周子轩换小号加好友的事儿,还是没成。江妄压根没打算就这么算了。
第二天一大早,江妄穿得挺正式,对着镜子系领带,看着跟要去谈几个亿的大生意似的。
林棉刷着牙出来:“起这么早?”
“有个项目要谈。”江妄靠在门框上,笑得有点坏,“棉棉,你猜我去见谁?周氏那个周子轩。听说他们急着找钱,正好归我管。”
林棉差点呛着:“江妄,你公报私仇啊?”
“我这是在帮你清理朋友圈。”江妄缓步走近,从背后轻轻拥住她,语气坚定而理直气壮,“连我都搞不定的人,根本不配成为你的朋友。乖乖在家等我,晚上我会给你带好吃的回来。”
……
周氏会议室里,气氛有点僵。
周子轩站在前面讲PPT,后背全是汗。坐在主位翻文件的男人,正是林棉那个“幼稚”老公。
“江总,关于回报率……”周子轩硬着头皮开口。
“周先生。”江妄把文件夹往桌上一放,“方案还行,但我有个私事。听说周先生最近喜欢送花?特别是红玫瑰?”
周子轩脸一下子就白了。
江妄轻轻敲打着桌面,语气平淡却透着一股不容忽视的锐利:“有些花朵虽美,却浑身是刺;有些花瓶虽精致,却非人人皆能触及。周先生,你可明白我的意思?”
周子轩手都在抖,终于明白这位江总是来找茬的。
“江总教训的是。”他低下头,声音发虚,“是我冒昧了,以后不会了。”
江妄盯着他看了几秒,才起身。路过周子轩身边时,丢下一句:“记住你说的话,我不喜欢废话。”
……
晚上,江妄提着甜品准时到家。
林棉正坐地毯上拼乐高,看他回来笑了:“大忙人回来啦?”
江妄随意地往地上一坐,长腿自然而然地将她圈入怀中。他将自己的脸埋在她的脖颈间,轻轻地蹭着,语气中带着几分疲惫:“真是累坏了,这谈生意比上战场还要令人筋疲力尽。”
林棉笑着摸他头:“周氏那项目顺利吗?没欺负人家吧?”
“我像是那种人吗?”江妄脸上带着不容置疑的正气,声音中满载着不容侵犯的坚定,“是周先生自己‘懂事’。从今往后,但凡有人胆敢动心思挖墙脚,都得绕道而行。”

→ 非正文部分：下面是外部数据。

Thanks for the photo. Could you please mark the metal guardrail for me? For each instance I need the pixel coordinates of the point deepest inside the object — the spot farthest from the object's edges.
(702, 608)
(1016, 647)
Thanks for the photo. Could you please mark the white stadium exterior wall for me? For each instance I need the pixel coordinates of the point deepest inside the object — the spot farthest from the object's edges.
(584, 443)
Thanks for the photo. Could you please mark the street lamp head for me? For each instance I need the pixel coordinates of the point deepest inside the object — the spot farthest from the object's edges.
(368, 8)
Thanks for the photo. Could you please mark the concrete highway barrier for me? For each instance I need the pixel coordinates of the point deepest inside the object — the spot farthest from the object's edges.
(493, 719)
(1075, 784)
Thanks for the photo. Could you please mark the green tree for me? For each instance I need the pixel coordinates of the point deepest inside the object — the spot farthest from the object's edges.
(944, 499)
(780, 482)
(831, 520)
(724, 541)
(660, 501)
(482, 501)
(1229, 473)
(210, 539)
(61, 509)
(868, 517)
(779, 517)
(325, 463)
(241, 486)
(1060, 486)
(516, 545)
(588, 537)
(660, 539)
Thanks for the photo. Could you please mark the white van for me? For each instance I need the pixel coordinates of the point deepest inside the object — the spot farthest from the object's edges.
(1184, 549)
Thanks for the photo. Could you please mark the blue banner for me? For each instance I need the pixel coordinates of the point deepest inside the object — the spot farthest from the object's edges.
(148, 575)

他凑近林棉,鼻尖抵着鼻尖,压低声音:“棉棉,我醋劲儿很大的。再敢看别人,我就把你关家里,只能看我一个。”
说完,低头亲了上去。
亲完,江妄额头抵着她额头:“以后别给我制造‘宣示主权’的机会了,我很累的。”
林棉翻白眼:“累你还专门去堵人家?”
“为了你,值。”江妄笑得像只偷腥成功的猫。
这时,林棉手机震了一下。江妄瞬间绷紧,眼神像雷达一样扫过去。
林棉晃了晃手机,是工作群消息:“干嘛?江总又要查岗?”
江妄轻咳一声,脸上立马换上了一副正经的表情:“我只是担心屏幕光线太强,会伤害到你的眼睛。”